Par ce travail, j’ai dirigé une recherche autour du milieu carcéral. Le monde de la prison est, à ce jour, un sujet encore « tabou ». Je suis arrivée à cette constatation grâce entre autres aux conversations que j’ai pu entretenir avec des amis ou des collègues de travail.

Selon l’Office Fédérale de la statistique, près de 9’000 personnes sont en prison en Suisse. (OFS) Ces personnes sont incarcérées, car elles ont commis un délit ou un crime. Celles-ci sont amenées ensuite, à réintégrer la société une fois leur peine terminée. Durant cette dernière, les familles et proches des détenus subissent également les conséquences de l’emprisonnement. Cette problématique est néanmoins peu connue du grand public. C’est pourquoi je trouve pertinent et intéressant de mener une analyse sur cette thématique dans le cadre de mon Travail de Bachelor.

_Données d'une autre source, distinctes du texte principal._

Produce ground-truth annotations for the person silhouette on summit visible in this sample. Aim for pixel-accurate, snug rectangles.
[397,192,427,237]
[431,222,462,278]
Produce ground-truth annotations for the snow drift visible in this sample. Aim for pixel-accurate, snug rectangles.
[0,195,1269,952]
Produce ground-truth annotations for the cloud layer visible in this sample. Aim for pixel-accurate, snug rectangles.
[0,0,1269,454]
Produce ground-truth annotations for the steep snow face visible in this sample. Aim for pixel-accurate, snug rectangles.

J’ai moi-même connu des familles qui ont dû faire face à l’emprisonnement d’un proche. Ainsi, cela fait plusieurs années que je m’interroge sur ce sujet. Ces personnes se retrouvent souvent isolées de la société. Par ailleurs, ayant connu des situations de ce genre, je peux dire que j’ai ressenti qu’il y avait une image très négative pour le détenu et sa famille.

3 Motivations

La raison principale qui m’a amenée à m’intéresser au domaine carcéral et élaborer un travail de recherche sur ce sujet est que j’ai moi-même connu des personnes qui ont vécu la prison dans ma vie professionnelle et personnelle. Leurs expériences et leur récit de vie m’ont bouleversée, car j’ignorais en effet l’ampleur des conséquences que cela pouvait engendrer sur une vie.

Le milieu carcéral est très fermé. Ce terme « prison » évoque en moi un monde secret auquel nous n’avons pas accès. Entrer dans une prison est très difficile sans autorisation et dans la société, il s’agit d’un endroit caché.

La sociologue Géraldine Bouchard, définit la détention comme un processus de «prisonniérisation». En d’autres termes, la famille doit inclure la prison dans son quotidien. (Bouchard, 2007)

J’aimerais documenter par ce travail la souffrance que subissent l’épouse et les enfants d’un individu condamné à une peine d’emprisonnement. Par la suite, j’aimerais identifier les ressources que ces femmes et enfants mettent en place afin de retrouver une nouvelle stabilité familiale pendant l’absence du mari. J’ai choisi de traiter le point de vue de l’épouse, car les hommes représentent 95% de la population carcérale en Suisse selon l’OFS. (OFS, 2020)

Je suis intéressée à en apprendre davantage sur la manière dont est vécu un enfermement carcéral pour l’ensemble de la famille.

4 Question de départ et problématique

Le but de mon travail est de mettre en évidence les multiples problématiques que rencontrent les auteurs de délits qui ont été isolés de la société ainsi que les conséquences sur leur famille.

J’ai mené une recherche à partir du moment où le jugement pénal a été prononcé. Comme je m’intéresse aux détenus ainsi qu’à la crise familiale que l’incarcération engendre, ma recherche se porte sur les individus qui purgent une privation de liberté à moyen ou long terme, c’est-à-dire deux ans et plus. Par la suite, je m’intéresserai uniquement aux modèles des familles traditionnelles, c’est-à-dire, un couple et des enfants dont le père est en maison d’arrêt. J’ai choisi de traiter ce sujet, car comme précité, les hommes représentent 95% de la population carcérale en Suisse selon l’OFS.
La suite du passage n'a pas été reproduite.